Im folgenden hatte ich Zeit, alle Lehrbuchanweisungen für ein durchgehendes Pferd zu erproben. Durchgehendes Pferd, kein Vollblut, wohlgemerkt. Also: fest in den Sattel zurücksetzen, Zügel im Takt des Pferdes annehmen und nachlassen. Kleiner Scherz, wa? Wie soll das funktionieren, wenn das Vollblut einen Rhythmus wie ein alter schwarz-weiß-Kinofilm mit Flimmern hat? Also: Pferd in immer kleiner werdenden Bögen im Kreis lenken. Ja, schön wär's gewesen, sah ich doch ein fast erntereifes Rübenfeld auf uns zukommen, bei dem die Knollen unsichtbar, aber mit hundertprozentiger Sicherheit zehn bis zwanzig Zentimeter aus dem Boden ragen.
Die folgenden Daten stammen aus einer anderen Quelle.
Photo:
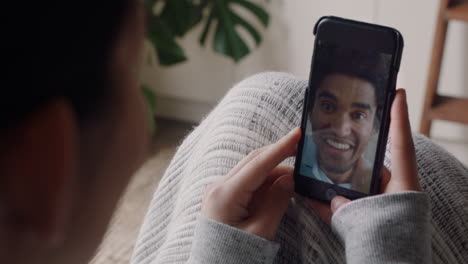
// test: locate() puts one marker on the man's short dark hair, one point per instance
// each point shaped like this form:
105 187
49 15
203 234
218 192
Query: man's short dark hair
57 49
367 65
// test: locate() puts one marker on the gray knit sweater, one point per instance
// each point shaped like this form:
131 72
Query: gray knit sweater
257 112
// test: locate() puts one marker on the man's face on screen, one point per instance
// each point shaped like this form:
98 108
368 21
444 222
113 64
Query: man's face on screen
342 121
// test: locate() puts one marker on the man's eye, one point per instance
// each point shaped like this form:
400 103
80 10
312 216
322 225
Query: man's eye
359 116
327 107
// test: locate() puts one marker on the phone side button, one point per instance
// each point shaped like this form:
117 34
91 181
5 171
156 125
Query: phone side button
330 194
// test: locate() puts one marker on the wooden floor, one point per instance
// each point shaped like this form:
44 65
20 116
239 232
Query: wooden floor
118 243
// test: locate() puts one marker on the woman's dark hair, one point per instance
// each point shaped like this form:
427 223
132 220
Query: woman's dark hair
367 65
58 49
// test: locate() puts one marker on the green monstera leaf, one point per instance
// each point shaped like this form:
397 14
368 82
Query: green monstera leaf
172 19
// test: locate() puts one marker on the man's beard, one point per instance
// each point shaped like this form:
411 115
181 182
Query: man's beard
330 165
337 168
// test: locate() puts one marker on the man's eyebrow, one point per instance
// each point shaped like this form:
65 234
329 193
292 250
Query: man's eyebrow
327 95
362 105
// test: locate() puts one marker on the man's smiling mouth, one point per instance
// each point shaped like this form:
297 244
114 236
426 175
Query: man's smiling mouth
338 145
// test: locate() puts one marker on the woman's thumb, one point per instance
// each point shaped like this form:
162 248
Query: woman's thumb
275 205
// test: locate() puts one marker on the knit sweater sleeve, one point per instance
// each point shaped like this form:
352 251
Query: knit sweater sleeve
389 228
216 242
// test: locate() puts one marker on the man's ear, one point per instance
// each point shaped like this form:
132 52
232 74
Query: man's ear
37 166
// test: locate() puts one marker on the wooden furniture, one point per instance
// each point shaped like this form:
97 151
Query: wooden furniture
436 106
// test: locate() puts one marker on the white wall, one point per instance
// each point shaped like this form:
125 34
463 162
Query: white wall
188 91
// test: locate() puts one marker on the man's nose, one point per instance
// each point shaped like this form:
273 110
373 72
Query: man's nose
341 126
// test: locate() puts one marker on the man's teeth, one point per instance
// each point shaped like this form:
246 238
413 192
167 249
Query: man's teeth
338 145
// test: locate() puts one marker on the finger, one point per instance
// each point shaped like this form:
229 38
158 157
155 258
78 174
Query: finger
338 202
404 168
277 172
386 176
255 172
267 218
322 209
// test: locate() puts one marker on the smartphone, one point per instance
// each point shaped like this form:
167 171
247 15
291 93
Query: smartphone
346 114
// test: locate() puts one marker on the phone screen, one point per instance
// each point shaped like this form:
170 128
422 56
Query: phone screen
347 94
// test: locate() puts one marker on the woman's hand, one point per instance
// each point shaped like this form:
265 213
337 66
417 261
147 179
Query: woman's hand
255 194
404 176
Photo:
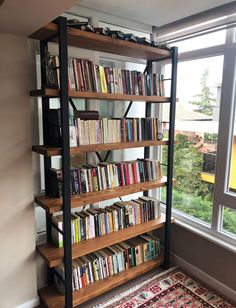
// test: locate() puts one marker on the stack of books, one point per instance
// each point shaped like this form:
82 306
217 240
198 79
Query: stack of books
116 130
109 261
84 75
105 175
92 223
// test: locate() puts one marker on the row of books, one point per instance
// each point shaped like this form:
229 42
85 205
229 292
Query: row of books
84 75
109 261
116 130
92 223
105 175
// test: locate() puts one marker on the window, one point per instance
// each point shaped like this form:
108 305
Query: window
229 221
196 134
232 171
203 41
205 148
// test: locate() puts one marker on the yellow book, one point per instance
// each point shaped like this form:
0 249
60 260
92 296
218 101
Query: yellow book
103 79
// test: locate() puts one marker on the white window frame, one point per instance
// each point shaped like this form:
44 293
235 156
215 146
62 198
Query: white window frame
222 196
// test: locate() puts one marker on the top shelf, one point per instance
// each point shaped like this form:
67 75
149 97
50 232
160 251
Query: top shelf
87 40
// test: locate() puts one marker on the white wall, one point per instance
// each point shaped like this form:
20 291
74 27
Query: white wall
17 227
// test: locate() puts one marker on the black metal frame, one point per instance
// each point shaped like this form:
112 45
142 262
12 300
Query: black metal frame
65 100
148 69
174 51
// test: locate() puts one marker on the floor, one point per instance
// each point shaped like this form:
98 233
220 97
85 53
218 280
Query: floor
120 289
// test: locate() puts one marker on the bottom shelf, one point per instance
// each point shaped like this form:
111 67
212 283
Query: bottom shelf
50 297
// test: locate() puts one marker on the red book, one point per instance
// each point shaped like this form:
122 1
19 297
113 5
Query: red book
83 74
122 175
134 172
123 81
107 75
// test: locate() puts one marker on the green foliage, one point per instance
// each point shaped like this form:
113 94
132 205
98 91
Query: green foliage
210 138
187 167
191 195
193 205
206 102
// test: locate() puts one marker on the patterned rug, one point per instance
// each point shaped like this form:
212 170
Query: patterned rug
175 289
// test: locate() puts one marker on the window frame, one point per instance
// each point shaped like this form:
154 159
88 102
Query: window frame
222 196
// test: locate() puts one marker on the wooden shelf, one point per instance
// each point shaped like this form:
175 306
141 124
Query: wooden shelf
50 297
47 92
93 41
52 205
53 151
54 256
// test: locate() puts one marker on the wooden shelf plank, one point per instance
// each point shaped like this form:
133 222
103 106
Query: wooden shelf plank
53 151
47 92
50 297
54 256
87 40
53 205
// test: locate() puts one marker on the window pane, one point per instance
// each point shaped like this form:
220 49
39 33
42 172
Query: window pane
232 173
196 134
203 41
229 220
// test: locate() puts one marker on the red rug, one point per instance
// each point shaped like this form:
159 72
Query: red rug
173 290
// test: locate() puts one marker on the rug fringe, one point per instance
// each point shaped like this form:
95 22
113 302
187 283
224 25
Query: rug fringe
108 301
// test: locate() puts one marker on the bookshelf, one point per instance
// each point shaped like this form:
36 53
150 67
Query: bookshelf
51 298
53 256
59 33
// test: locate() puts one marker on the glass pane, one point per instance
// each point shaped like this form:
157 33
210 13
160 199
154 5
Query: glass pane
196 134
203 41
229 220
232 173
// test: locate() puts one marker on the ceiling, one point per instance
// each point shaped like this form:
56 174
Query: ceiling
152 12
26 16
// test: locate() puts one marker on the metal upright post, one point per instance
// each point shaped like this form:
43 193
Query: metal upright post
174 51
147 115
47 160
63 59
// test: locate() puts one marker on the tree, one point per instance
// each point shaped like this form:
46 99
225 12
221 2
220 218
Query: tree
206 102
187 167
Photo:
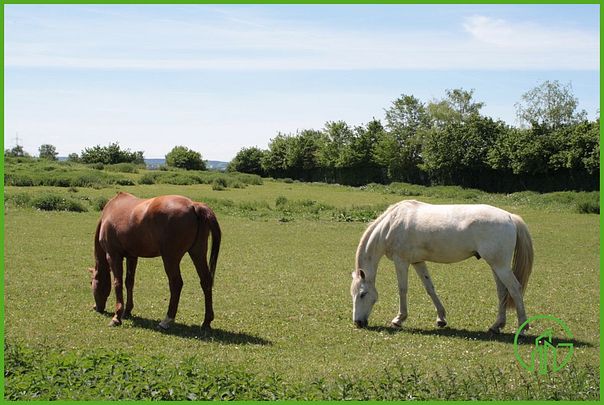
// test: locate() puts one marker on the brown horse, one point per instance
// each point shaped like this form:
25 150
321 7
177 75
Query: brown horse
167 226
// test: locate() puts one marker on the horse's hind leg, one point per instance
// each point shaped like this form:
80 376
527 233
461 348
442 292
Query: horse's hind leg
130 272
513 286
501 315
402 276
422 271
172 268
117 268
199 256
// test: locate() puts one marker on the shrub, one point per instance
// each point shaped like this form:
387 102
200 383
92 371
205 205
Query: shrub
185 158
55 202
122 168
147 178
219 183
19 200
588 207
99 203
125 182
281 201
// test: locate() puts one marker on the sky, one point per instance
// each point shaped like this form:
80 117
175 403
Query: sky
217 78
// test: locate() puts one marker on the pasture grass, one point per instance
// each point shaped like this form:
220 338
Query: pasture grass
283 307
Und vorher noch einen asphaltierten Feldweg. Zügel rechts ziehen. Nichts. Zügel links ziehen. Nichts. Nichts, nichts, nichts. Nun, was auch immer im Kopf meines Vollbluts vorging, kurz vor dem Rübenfeld schwenkte es mit unverminderter Geschwindigkeit nach links ab und benutzte den asphaltierten Feldweg als Rennbahn. Irgendwann - auch dem mallesten Vollblut geht mal die Puste aus - brachte ich es zum stehen. War ein tolles Gebiß, die schöne gummiartige Stange, die man so bequem und rutschfest zwischen die Backenzähne schieben konnte und dann kräftig draufbeißen. Da macht kein Reiter mehr etwas. Mein malles Vollblut fand das spitze und probierte das zehn Minuten später noch mal, war ja nun gut in Übung. Wir sorgten unterwegs für einen günstige Hufkorrektur (der Schmied könnte den Huf nicht schöner und glatter raspeln), rollten eine Reitergruppe auf und zerstörten einige Quadratmeter Weizenfeld. Zum Schluß waren wir uns einig: nie wieder Kimblewick. Da meine warmblutberittene Begleitung weit hinter uns verweilte, führte ich (zu feige zum Reiten, wa!?) mein Vollblut den selben Weg, den wir gekommen waren, zurück. Als wir die inzwischen wieder gut sortierte Reitergruppe passierten, entschuldigte ich mich wortreich und setzte noch hinzu: "Typisch Vollblut, bißchen malle im Hirn!"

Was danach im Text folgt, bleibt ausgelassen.